L’épreuve retransmise en direct sur toute la planète, célébrait Vanderleï Lima devenu une icône mondiale accueilli dans le monde entier du Japon aux Etats-Unis, de l’Australie au Koweit. Depuis cet épisode, les Africains ont fait main basse sur le marathon olympique chez les hommes et chez les femmes, une domination quasi sans partage pulvérisant au passage multitude de records olympiques.
Mais avant de passer en revue les légendaires héros contemporains, comment ne pas citer deux athlètes africains exceptionnels, l’Algérien Boughera El Ouafi, champion olympique sur la distance aux Jeux d’Amsterdam en 1928 devant les grands favoris américains, finlandais et japonais. Pour gagner sa vie, Boughera travaillait à l’usine à Boulogne-Billancourt, fabriquait des boulons et s’entrainait… le soir. Abandonné de tous, il fut assassiné lors d’une fusillade dans un bar à Saint Denis.
Comme El Ouafi, le second héros africain est l’Ethiopien Abébé Bikila, soldat de son état, illustre inconnu avant ce marathon et invraisemblable vainqueur de l’épreuve en 1960 à Rome de nuit et… pieds nus !
Il avala les 30 premiers kilomètres dans une parfaite harmonie de foulées et de souffle et pénétra en vainqueur dans un stade olympique romain aux 100 000 spectateurs abasourdis par cet inconnu mais lui réservant une ovation triomphale.

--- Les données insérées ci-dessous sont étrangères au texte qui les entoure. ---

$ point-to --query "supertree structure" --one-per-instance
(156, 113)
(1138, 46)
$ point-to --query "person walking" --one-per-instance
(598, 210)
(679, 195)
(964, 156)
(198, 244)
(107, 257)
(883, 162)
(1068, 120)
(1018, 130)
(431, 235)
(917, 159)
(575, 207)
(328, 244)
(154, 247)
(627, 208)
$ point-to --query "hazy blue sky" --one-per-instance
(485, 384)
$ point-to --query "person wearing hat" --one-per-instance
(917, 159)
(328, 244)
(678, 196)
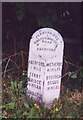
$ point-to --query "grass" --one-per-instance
(17, 105)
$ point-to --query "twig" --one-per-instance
(10, 57)
(6, 67)
(70, 63)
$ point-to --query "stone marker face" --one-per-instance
(45, 65)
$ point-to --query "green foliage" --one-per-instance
(72, 75)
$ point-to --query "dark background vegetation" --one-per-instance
(21, 19)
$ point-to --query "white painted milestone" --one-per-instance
(45, 65)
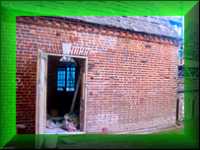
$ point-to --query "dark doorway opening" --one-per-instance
(65, 95)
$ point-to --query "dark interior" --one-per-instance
(61, 101)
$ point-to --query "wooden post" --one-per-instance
(75, 94)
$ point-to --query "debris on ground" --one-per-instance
(70, 122)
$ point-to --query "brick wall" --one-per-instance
(131, 76)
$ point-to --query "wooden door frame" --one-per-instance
(41, 104)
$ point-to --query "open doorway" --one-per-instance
(61, 95)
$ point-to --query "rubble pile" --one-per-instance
(69, 122)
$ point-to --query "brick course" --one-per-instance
(131, 76)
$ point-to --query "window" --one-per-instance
(70, 78)
(66, 78)
(60, 79)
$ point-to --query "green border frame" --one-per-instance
(190, 9)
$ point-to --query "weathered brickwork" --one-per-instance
(131, 77)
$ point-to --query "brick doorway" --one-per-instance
(52, 97)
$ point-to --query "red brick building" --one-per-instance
(127, 68)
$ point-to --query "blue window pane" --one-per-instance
(60, 79)
(70, 86)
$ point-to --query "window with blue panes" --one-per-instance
(66, 77)
(61, 74)
(70, 86)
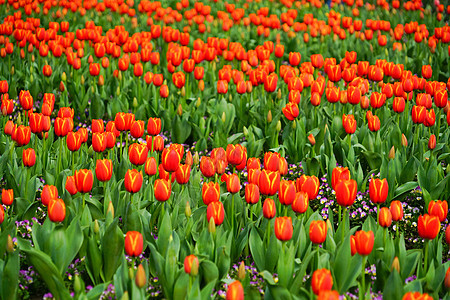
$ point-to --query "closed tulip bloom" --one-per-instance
(84, 180)
(339, 174)
(233, 183)
(438, 208)
(22, 135)
(210, 192)
(7, 196)
(318, 232)
(251, 193)
(133, 181)
(99, 142)
(269, 209)
(28, 157)
(310, 185)
(48, 192)
(154, 126)
(103, 169)
(349, 123)
(151, 166)
(170, 159)
(134, 243)
(364, 242)
(98, 126)
(137, 129)
(56, 210)
(378, 190)
(207, 167)
(189, 261)
(287, 191)
(300, 203)
(183, 173)
(235, 291)
(283, 228)
(396, 210)
(269, 182)
(216, 211)
(328, 295)
(346, 192)
(385, 217)
(137, 154)
(235, 154)
(71, 186)
(73, 141)
(321, 281)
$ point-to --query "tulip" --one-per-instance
(283, 228)
(103, 169)
(318, 232)
(48, 192)
(269, 182)
(207, 167)
(133, 181)
(310, 185)
(191, 265)
(71, 186)
(438, 208)
(28, 157)
(385, 217)
(83, 180)
(235, 291)
(321, 281)
(364, 242)
(346, 192)
(134, 243)
(215, 211)
(7, 196)
(210, 192)
(137, 154)
(56, 210)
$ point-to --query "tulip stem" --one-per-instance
(425, 263)
(363, 278)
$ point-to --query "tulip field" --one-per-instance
(181, 149)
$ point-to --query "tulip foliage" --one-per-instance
(194, 149)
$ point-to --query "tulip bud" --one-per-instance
(187, 210)
(241, 271)
(141, 279)
(78, 285)
(96, 227)
(9, 245)
(392, 153)
(395, 265)
(212, 226)
(404, 141)
(196, 158)
(224, 117)
(269, 116)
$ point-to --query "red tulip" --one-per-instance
(283, 228)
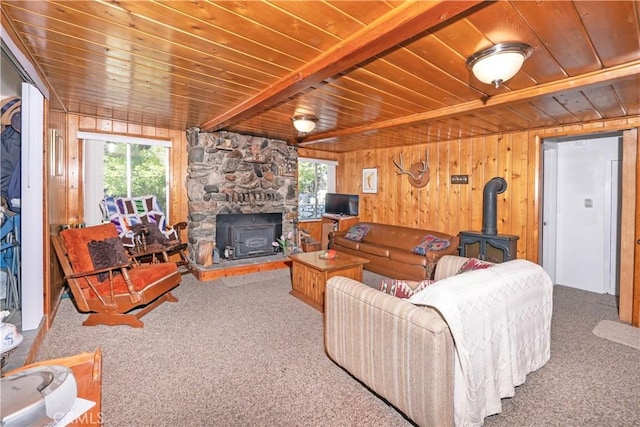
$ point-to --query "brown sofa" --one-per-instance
(389, 249)
(404, 350)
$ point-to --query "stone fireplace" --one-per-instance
(247, 235)
(229, 176)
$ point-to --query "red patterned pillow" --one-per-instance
(357, 232)
(403, 288)
(474, 264)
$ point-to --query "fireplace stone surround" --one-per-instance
(230, 173)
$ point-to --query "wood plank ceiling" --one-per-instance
(376, 73)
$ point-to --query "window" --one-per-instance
(144, 168)
(123, 166)
(315, 179)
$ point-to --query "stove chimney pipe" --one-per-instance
(492, 188)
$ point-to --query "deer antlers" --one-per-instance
(418, 172)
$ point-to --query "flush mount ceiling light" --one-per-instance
(304, 123)
(497, 64)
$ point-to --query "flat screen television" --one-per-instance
(341, 204)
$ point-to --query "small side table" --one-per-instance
(310, 272)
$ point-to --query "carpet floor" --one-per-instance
(240, 351)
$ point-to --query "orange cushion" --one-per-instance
(76, 242)
(141, 277)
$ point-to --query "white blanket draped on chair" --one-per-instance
(500, 322)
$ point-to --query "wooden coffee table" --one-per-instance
(310, 273)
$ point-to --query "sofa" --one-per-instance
(449, 353)
(395, 251)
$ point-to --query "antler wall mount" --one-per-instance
(418, 173)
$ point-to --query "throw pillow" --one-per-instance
(357, 233)
(403, 288)
(151, 232)
(107, 253)
(431, 243)
(474, 264)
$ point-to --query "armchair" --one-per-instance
(142, 227)
(105, 282)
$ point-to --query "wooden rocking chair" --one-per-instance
(106, 282)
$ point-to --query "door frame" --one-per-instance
(628, 277)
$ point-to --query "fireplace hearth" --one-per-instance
(234, 174)
(247, 235)
(488, 245)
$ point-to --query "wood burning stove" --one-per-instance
(247, 235)
(488, 244)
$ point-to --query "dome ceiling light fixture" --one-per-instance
(304, 123)
(497, 64)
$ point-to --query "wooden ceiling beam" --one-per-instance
(400, 24)
(600, 76)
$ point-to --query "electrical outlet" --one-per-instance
(459, 179)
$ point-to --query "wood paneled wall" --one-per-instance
(452, 208)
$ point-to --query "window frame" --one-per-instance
(92, 193)
(331, 179)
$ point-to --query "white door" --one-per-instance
(586, 211)
(549, 209)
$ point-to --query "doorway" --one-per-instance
(581, 211)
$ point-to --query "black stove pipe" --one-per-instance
(491, 190)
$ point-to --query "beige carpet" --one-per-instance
(240, 351)
(618, 332)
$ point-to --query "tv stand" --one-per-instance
(335, 222)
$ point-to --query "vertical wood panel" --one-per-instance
(465, 168)
(519, 185)
(449, 209)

Immédiatement cerné par les reporters photographes et les caméras, Abébé Bikila s’en alla allègrement faire des exercices interminables d’assouplissement et de récupération devant une foule médusée par tant de sérénité et de fraicheur après une telle épreuve.
Accueilli en héros à Addis Abeba, l’empereur Haïlé Selassié le décora et l’éleva dans la hiérarchie militaire nationale.
L’histoire de ce héros éthiopien ne s’arrêta pas là. Quatre ans après son triomphe à Rome, Abébé Bikila était au rendez vous des JO du Japon, et à Tokyo sur la ligne de départ du marathon promis aux favoris japonais, finlandais. Insaisissable dès le départ, l’Ethiopien, cette fois avec de vrais chaussures de sport, s’envola pour un autre sacre à peu près avec la même déconcertante facilité.
EL Ouafi puis Bikila ouvrirent la voie aux mythiques kenyans, éthiopiens et ougandais sur cette distance antique. Un autre exploit dans le marathon est le fait du Kenyan Eliud Kipchogue qui, comme Bikila, est l’auteur d’un retentissant doublé : champion olympique aux JO de Rio de Janeiro (2016) et de Tokyo (2021).
Ces Champions d’exception, inégalés à ce jour, resteront à tout jamais des chefs de file ayant entraîné une myriade de titres au Kenya (1re Nation africaine olympique sur 100 ans !), à l’Ethiopie (2e du classement) et accessoirement à l’Ouganda. L’Afrique et les Jeux olympiques, c’est, à vrai dire, une histoire bouleversante, renversante, inconstante mais régulièrement couverte d’une émotion propre aux mythes.